ECCAs are uncommon, but nevertheless represent a serious clinical condition in the light of potential complications. Open surgery is still the preferred therapeutic option.



The authors have no financial conflicts of interest.


Informed consent was obtained from all individual participants included in this study.

Fig. 1
Intraoperative image of case 1. A 3×3.5 cm aneurysm beginning after the bifurcation of the right internal carotid artery. The distance between the aneurysm sac and bifurcation was about 3 cm. D.ICA : distal part of internal carotid artery, P.ICA : proximal part of internal carotid artery, CCA : common carotid artery.
Fig. 2
Digital subtraction angiography image from case 2. The elongation with kingking in internal carotid artery was remarkable.
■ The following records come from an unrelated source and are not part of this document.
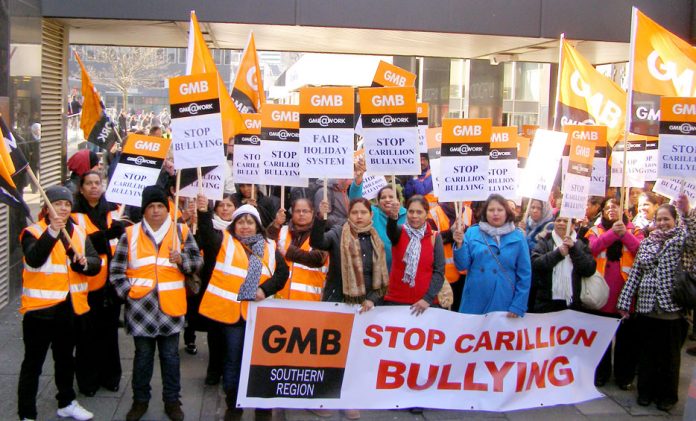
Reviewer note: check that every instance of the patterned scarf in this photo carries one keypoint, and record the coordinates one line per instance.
(497, 232)
(247, 292)
(354, 290)
(412, 255)
(562, 278)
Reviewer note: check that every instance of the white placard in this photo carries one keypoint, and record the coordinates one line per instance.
(213, 184)
(325, 153)
(542, 165)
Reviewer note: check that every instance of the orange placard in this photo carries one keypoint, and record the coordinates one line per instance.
(678, 109)
(151, 146)
(392, 100)
(251, 124)
(247, 92)
(503, 137)
(389, 75)
(327, 100)
(301, 338)
(423, 111)
(466, 130)
(193, 88)
(528, 130)
(280, 116)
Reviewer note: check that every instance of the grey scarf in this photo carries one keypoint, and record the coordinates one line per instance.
(247, 292)
(412, 254)
(497, 232)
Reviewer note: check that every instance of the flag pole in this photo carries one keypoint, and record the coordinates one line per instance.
(558, 82)
(176, 210)
(629, 100)
(49, 205)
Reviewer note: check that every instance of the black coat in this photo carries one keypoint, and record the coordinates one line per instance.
(545, 257)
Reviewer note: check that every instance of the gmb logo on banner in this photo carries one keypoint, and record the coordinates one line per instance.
(305, 357)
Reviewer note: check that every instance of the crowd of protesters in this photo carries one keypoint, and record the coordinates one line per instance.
(86, 258)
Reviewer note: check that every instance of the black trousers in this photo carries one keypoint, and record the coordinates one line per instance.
(625, 357)
(97, 357)
(52, 327)
(659, 358)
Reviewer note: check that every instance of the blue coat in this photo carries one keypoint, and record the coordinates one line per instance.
(486, 288)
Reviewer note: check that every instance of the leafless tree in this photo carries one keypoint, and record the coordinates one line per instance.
(128, 68)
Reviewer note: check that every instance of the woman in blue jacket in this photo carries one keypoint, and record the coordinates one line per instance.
(496, 256)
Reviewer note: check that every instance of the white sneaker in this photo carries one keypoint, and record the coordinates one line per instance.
(75, 411)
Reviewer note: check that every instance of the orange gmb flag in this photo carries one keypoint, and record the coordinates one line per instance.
(247, 89)
(663, 65)
(199, 60)
(586, 96)
(388, 74)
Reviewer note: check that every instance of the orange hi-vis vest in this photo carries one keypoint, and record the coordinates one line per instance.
(304, 283)
(149, 268)
(601, 259)
(442, 222)
(220, 301)
(50, 284)
(98, 281)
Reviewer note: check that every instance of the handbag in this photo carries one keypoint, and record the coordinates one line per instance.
(684, 288)
(446, 296)
(594, 293)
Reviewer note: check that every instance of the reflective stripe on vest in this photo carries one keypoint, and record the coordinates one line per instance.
(51, 283)
(220, 300)
(304, 282)
(149, 268)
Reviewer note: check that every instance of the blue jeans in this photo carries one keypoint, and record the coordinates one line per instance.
(234, 345)
(143, 364)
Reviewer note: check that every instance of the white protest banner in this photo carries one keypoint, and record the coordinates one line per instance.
(433, 137)
(576, 185)
(389, 121)
(677, 149)
(326, 355)
(502, 165)
(247, 151)
(280, 146)
(372, 184)
(652, 154)
(423, 112)
(635, 164)
(542, 164)
(138, 166)
(212, 185)
(197, 139)
(671, 188)
(326, 132)
(464, 159)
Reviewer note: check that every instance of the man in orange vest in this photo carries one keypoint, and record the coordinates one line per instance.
(148, 271)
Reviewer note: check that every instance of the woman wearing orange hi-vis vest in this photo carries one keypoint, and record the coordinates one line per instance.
(148, 271)
(308, 266)
(54, 289)
(248, 267)
(97, 359)
(443, 215)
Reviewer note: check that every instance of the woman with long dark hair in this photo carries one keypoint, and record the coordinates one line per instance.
(496, 256)
(97, 357)
(659, 319)
(248, 267)
(614, 242)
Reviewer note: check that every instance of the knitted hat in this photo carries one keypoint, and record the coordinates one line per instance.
(55, 193)
(246, 210)
(152, 194)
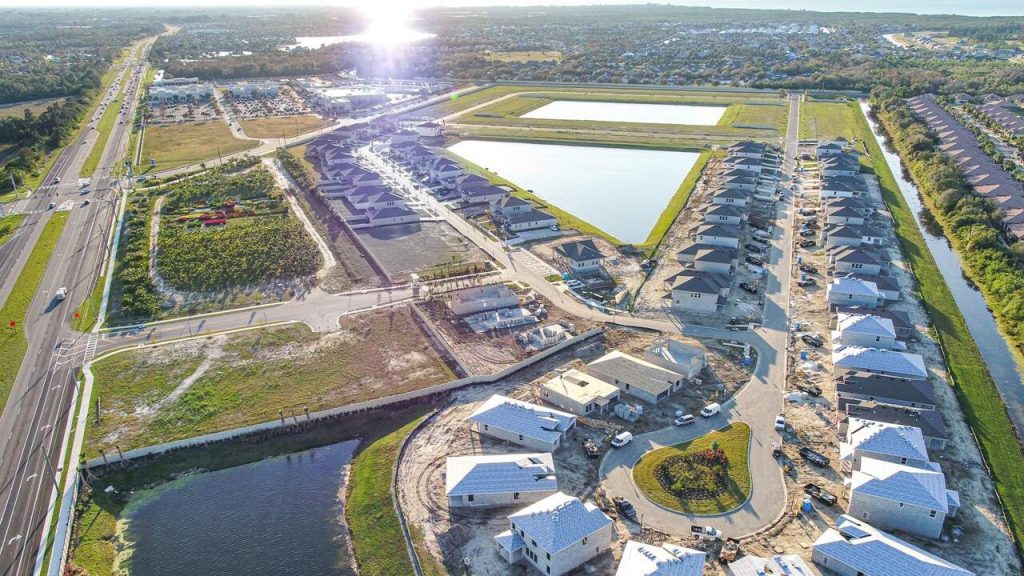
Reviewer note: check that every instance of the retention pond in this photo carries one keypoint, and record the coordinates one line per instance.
(1003, 364)
(279, 516)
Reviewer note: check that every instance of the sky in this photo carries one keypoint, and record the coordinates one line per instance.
(983, 7)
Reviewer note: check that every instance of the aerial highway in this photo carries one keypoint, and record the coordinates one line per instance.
(34, 420)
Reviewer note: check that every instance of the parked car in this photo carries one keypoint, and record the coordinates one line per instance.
(622, 440)
(626, 507)
(711, 410)
(812, 340)
(813, 457)
(706, 533)
(684, 419)
(820, 494)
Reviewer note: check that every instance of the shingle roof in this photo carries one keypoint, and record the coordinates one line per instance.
(891, 363)
(668, 560)
(872, 552)
(882, 438)
(521, 417)
(501, 474)
(559, 521)
(918, 487)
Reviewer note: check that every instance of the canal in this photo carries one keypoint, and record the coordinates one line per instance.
(279, 516)
(1005, 367)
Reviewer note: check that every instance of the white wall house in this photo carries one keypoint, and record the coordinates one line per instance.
(857, 548)
(882, 441)
(521, 422)
(900, 497)
(499, 480)
(556, 535)
(640, 559)
(635, 376)
(580, 394)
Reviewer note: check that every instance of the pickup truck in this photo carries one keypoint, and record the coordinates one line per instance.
(813, 457)
(706, 533)
(820, 494)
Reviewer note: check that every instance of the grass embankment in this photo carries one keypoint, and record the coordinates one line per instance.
(980, 400)
(8, 227)
(251, 377)
(734, 440)
(95, 540)
(172, 146)
(826, 121)
(282, 126)
(12, 341)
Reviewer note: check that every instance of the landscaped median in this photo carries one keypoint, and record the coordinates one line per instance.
(707, 476)
(12, 341)
(982, 405)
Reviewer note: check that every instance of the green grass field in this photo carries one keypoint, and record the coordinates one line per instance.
(8, 227)
(172, 146)
(283, 126)
(975, 389)
(734, 440)
(377, 537)
(12, 341)
(825, 121)
(249, 377)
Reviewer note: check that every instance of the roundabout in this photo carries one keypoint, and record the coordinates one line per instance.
(707, 476)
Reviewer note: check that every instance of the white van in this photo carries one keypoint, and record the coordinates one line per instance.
(711, 410)
(622, 440)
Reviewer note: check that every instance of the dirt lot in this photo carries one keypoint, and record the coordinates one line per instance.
(456, 537)
(985, 546)
(407, 248)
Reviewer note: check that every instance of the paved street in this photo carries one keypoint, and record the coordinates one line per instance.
(35, 418)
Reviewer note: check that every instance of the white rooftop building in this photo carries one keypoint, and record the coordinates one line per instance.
(883, 441)
(875, 361)
(668, 560)
(555, 535)
(521, 422)
(501, 480)
(857, 548)
(901, 497)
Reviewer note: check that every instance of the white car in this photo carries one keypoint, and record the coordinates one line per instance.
(780, 422)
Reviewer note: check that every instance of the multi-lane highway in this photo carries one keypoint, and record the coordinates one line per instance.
(36, 416)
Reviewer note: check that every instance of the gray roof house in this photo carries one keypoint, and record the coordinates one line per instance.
(901, 497)
(556, 535)
(635, 376)
(521, 422)
(881, 441)
(857, 548)
(499, 480)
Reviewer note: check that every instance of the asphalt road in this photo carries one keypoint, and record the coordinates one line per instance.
(36, 416)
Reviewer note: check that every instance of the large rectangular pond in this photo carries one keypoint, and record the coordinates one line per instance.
(279, 516)
(621, 191)
(628, 112)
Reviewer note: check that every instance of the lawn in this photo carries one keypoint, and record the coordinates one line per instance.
(250, 377)
(825, 121)
(173, 146)
(377, 538)
(283, 126)
(95, 538)
(978, 397)
(12, 341)
(733, 441)
(8, 227)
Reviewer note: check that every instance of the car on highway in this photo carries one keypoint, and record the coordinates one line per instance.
(711, 410)
(684, 419)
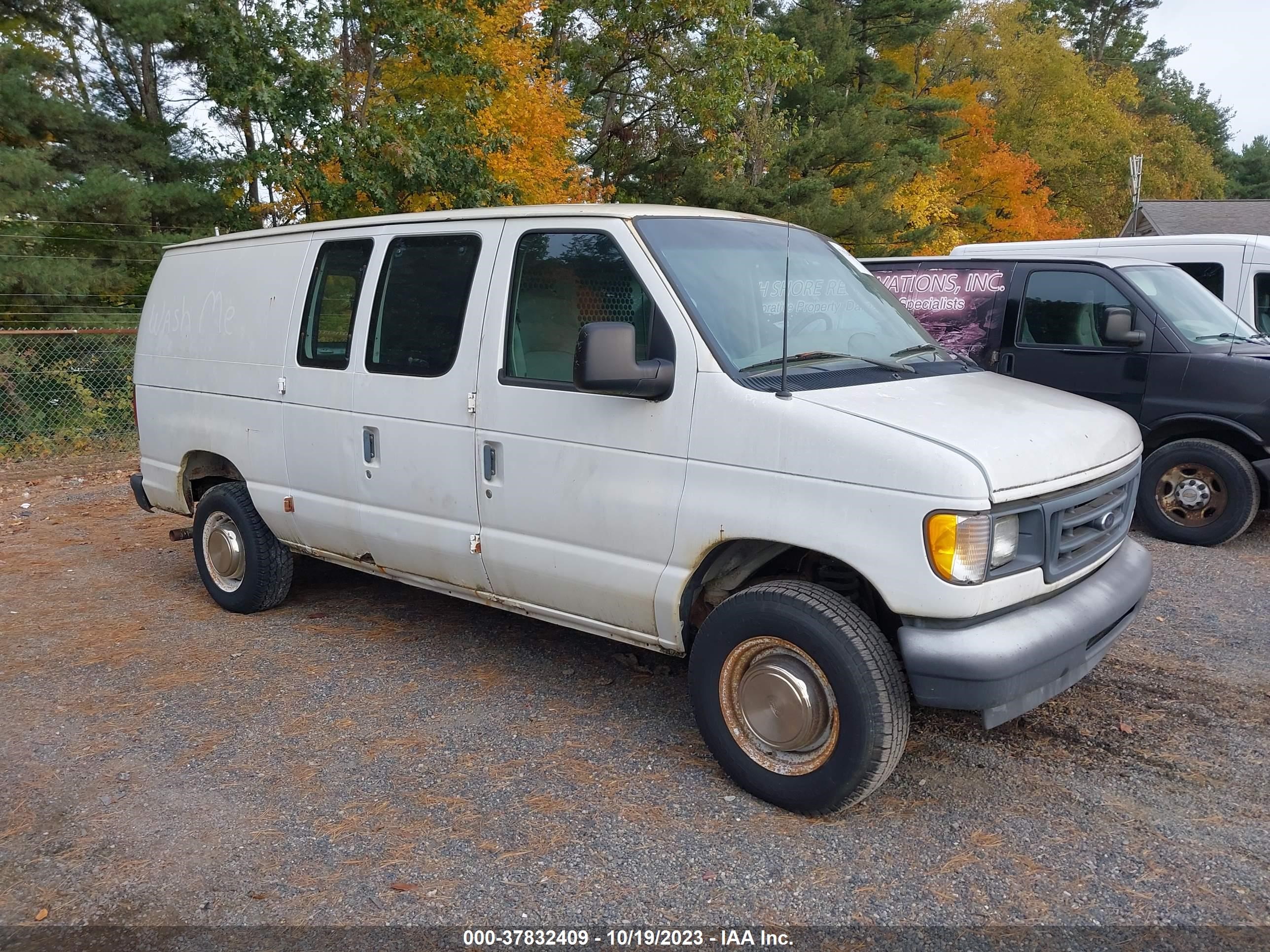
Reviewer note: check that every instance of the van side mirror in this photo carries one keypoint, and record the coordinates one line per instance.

The external carotid artery (ECA) was also pushed by the aneurysm sac. D.ICA : distal part of internal carotid artery, P.ICA : proximal part of internal carotid artery, CCA : common carotid artery, R : right, LAT : lateral.
Fig. 3
Three-dimensional computerized tomography angiography image from case 2. Elongation and kinking are notable in the distal and proximal parts of the internal carotid artery. D.ICA : distal part of internal carotid artery, P.ICA : proximal part of internal carotid artery, CCA : common carotid artery.
Fig. 4
Atherosclerotic changes in the wall of dilate vessel segment : sub-intimal fibrosis and cholesterol clefts (Periodic acid-Shiff stain, ×100 high power field).